Les quelque 3 800 tonnes de fioul dans les soutes du bulk carrier battant pavillon panaméen représentent une menace mortelle pour la faune et la flore marines au large du sud-est de l’île et aussi pour l’environnement humain. Ce tonnage dépasse largement les limites de Tier-3 prévues par le National Oil Spill Contingency Plan. Cette cargaison de fuel oil à être pompée à hier matin est répartie comme suit à bord du vraquier battu par les vagues : 1 850 tonnes dans le Tank N°1 à babord, 1 183 tonnes dans le Tank N°1 à tribord, Tank N°2 à tribord: 801 tonnes, 6,5 tonnes au lieu des 9,5 tonnes du Service Tank.

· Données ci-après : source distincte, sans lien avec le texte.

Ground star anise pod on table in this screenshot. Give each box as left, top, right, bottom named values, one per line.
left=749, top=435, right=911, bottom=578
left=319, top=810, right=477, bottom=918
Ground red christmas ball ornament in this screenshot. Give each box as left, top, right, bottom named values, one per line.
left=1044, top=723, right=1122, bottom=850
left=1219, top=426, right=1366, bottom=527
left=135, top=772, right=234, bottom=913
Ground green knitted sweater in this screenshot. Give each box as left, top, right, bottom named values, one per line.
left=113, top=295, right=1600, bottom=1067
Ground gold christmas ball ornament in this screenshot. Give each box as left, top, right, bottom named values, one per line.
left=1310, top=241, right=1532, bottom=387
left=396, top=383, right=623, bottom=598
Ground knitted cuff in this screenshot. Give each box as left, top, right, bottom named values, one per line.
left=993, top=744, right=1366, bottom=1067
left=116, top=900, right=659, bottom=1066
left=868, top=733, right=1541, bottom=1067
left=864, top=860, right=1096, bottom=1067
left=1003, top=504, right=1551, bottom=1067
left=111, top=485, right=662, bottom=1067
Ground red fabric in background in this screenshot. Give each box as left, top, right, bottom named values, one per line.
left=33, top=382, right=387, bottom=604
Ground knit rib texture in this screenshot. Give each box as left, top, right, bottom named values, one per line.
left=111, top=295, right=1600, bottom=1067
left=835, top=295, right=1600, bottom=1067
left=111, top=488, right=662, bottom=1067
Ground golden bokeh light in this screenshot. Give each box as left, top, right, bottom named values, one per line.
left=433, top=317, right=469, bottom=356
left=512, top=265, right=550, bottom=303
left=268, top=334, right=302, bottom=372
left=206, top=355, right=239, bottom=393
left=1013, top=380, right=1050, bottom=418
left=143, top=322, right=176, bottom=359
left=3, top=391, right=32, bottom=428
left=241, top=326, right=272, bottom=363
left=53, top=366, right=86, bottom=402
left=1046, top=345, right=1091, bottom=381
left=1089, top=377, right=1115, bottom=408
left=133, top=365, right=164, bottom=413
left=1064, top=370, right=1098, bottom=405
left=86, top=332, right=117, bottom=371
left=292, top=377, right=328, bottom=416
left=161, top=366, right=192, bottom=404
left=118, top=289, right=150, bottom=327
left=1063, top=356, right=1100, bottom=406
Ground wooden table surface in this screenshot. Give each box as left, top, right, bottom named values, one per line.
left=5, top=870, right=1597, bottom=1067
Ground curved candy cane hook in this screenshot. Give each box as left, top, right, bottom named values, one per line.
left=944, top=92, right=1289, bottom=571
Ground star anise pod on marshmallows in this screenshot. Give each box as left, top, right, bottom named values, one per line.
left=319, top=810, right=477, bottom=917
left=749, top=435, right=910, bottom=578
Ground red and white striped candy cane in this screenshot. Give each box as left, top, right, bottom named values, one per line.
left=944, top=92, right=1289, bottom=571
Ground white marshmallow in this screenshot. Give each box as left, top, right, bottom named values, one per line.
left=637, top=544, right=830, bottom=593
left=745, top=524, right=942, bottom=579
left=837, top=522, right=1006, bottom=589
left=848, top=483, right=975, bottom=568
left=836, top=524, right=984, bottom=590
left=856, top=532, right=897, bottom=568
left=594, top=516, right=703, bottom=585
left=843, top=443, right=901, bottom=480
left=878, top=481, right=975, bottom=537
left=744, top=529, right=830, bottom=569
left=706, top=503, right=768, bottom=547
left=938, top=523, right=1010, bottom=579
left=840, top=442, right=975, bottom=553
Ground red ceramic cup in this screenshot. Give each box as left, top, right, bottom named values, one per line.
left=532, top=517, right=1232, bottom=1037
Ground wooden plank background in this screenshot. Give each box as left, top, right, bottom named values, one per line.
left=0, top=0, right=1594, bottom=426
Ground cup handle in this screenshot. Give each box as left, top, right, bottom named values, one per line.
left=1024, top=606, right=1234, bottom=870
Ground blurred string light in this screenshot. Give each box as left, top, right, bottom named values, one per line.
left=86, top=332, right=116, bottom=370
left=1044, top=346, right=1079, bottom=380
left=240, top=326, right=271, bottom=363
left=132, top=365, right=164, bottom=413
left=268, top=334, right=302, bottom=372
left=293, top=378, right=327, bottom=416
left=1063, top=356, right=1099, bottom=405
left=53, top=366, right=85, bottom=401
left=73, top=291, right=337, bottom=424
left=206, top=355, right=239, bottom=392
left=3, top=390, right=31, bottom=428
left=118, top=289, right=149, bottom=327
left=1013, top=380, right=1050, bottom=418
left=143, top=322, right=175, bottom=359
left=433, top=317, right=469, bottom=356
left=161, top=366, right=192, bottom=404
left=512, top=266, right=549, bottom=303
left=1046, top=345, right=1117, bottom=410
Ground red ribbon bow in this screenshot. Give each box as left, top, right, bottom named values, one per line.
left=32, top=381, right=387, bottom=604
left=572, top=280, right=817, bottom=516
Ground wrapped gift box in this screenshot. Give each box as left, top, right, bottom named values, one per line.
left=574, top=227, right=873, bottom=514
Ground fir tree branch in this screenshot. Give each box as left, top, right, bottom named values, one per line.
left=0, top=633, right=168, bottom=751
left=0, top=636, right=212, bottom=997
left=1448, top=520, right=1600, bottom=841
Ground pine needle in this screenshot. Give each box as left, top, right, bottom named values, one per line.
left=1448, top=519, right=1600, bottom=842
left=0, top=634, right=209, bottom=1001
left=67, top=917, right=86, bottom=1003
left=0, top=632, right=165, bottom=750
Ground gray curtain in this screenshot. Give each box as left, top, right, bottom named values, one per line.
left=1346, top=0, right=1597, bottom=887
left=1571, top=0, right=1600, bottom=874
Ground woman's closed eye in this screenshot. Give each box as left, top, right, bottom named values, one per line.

Par contre, le reste de la cargaison comprend 209 tonnes métriques de marine gas oil, dont 104 tonnes dans le Starboard Tank N°1 et 105 tonnes dans le Tank N°2 à tribord encore intacte à bord, de même que les 88 tonnes de lubrucating oil. Il faut aussi noter qu’il y a un mètre cube d’huiles usées à bord du vraquier.

En fin de semaine, la salle des machines, la steering gear room et les cales Nos 7, 8 et 9 étaient inondées, alors que les cracks à la coque continuaient à se détériorer, avec des risques, évoqués dès jeudi, que le MV Wakashio se fracture en deux sous les effets des houles.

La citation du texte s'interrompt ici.